Still, with $30 billion in assets and a market cap of $9.8 billion, EOP would rank No. 150 on the S & P; 500, so taking control of more property wouldn’t necessarily impress S & P.;

Equity Office Properties reported net income of $152.4 million (39 cents per diluted share) for the first quarter ended March 31, up from $116.9 million (37 cents a share) in the like year-earlier quarter.

First-quarter revenues were $663.2 million, vs. $468.9 million in the first quarter of 2000.

Zell and other Equity Office officials aren’t talking about the motives behind the Spieker deal or the company’s pursuit of Maguire’s L.A. holdings, saying company policy prohibits comment on matters not publicly announced.

However, in a January 2000 interview with the Business Journal, Zell said he would be increasing the L.A. assets in Equity Office’s portfolio and hinted that it could come in the form of direct acquisitions and acquisitions of other companies.

At the time, Zell said that downtown L.A. has irreplaceable infrastructure and, “given the right transaction, we’d buy something else in downtown L.A.”

But Equity Office agreed to buy Spieker Properties last February, when the office market, particularly in Spieker’s Northern California base, was softening greatly.
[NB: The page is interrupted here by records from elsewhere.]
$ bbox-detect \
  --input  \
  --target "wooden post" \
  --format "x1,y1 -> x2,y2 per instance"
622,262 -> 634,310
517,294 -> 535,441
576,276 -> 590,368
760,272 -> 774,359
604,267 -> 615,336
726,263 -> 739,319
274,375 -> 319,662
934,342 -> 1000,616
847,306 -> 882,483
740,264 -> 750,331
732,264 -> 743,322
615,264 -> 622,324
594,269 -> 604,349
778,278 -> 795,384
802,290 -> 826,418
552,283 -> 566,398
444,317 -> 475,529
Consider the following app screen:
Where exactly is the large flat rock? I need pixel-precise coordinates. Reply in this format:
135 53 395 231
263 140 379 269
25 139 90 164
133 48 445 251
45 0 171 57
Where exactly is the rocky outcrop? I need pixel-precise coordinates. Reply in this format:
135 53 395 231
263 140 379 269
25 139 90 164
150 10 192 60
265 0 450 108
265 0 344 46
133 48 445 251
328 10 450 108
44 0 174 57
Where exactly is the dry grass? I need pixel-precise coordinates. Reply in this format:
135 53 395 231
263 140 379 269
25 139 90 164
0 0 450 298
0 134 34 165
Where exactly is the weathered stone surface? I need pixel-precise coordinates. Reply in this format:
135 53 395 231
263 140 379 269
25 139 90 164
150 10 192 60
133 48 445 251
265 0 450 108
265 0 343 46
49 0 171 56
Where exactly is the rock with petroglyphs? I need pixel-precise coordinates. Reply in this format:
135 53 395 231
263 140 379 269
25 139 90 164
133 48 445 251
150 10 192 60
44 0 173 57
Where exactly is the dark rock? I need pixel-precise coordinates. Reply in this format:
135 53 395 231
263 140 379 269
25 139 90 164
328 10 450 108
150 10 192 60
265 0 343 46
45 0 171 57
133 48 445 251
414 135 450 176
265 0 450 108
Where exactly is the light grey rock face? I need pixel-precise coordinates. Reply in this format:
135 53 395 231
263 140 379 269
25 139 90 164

And Zell, who real estate sources say is in final negotiations on a $1.6 billion deal for almost all of Maguire’s properties, is adding to his risk in the long-soft downtown L.A. market.

The pending deal with Maguire, which would be by far the biggest single commercial property transaction in Los Angeles history, involves 5.6 million square feet of office space, most of it downtown, and a 350-room hotel in Pasadena.

“It’s hard to acquire assets; so when you have someone who needs to sell, you have an opportunity to grab a significant amount of square footage at one time,” said davis Aubuchon, of AG Edwards & Sons.

Primping for S & P; is one thing, but since Maguire urgently needs cash before loans on various properties downtown come due, there is still a bit of the old Zell in this latest activity.

For one thing, the properties might not be on the market if Maguire didn’t desperately need the cash. For another, it’s not like they’re in Manhattan or Chicago or another homerun downtown metro market.

“Downtown L.A. has been an area that has really been left behind in some respects by the strong real estate conditions nationwide,” Lutzius said.

Another impetus for Zell’s zeal for Maguire’s portfolio is his enthusiasm for the broader market. Southern California remains one of the better real estate markets in the country, and in fact was all the rage at a recent meeting of the National Association of Real Estate Investment Trusts.

“The latest news out of Southern California is it’s still pretty strong and it didn’t experience the same peaks that Northern California did,” said one analyst who attended the conference. “Therefore, it’s not expected to experience the troughs, either. Downtown L.A. is tough, but everything’s attractive at the right price.”

As a REIT, Equity Office is in the fortunate position of having financial clout, allowing it to step into the market at a time when, for instance, pension funds and other similar institutional investors are holding back.

Whatever his motivation, Zell would be taking a pretty big risk by taking on Maguire’s downtown assets.

“The downtown area has traditionally not been an area where people want to work because it’s hard to commute to,” Aubuchon said. “It’s always been an area investors have looked at with a cautious eye.”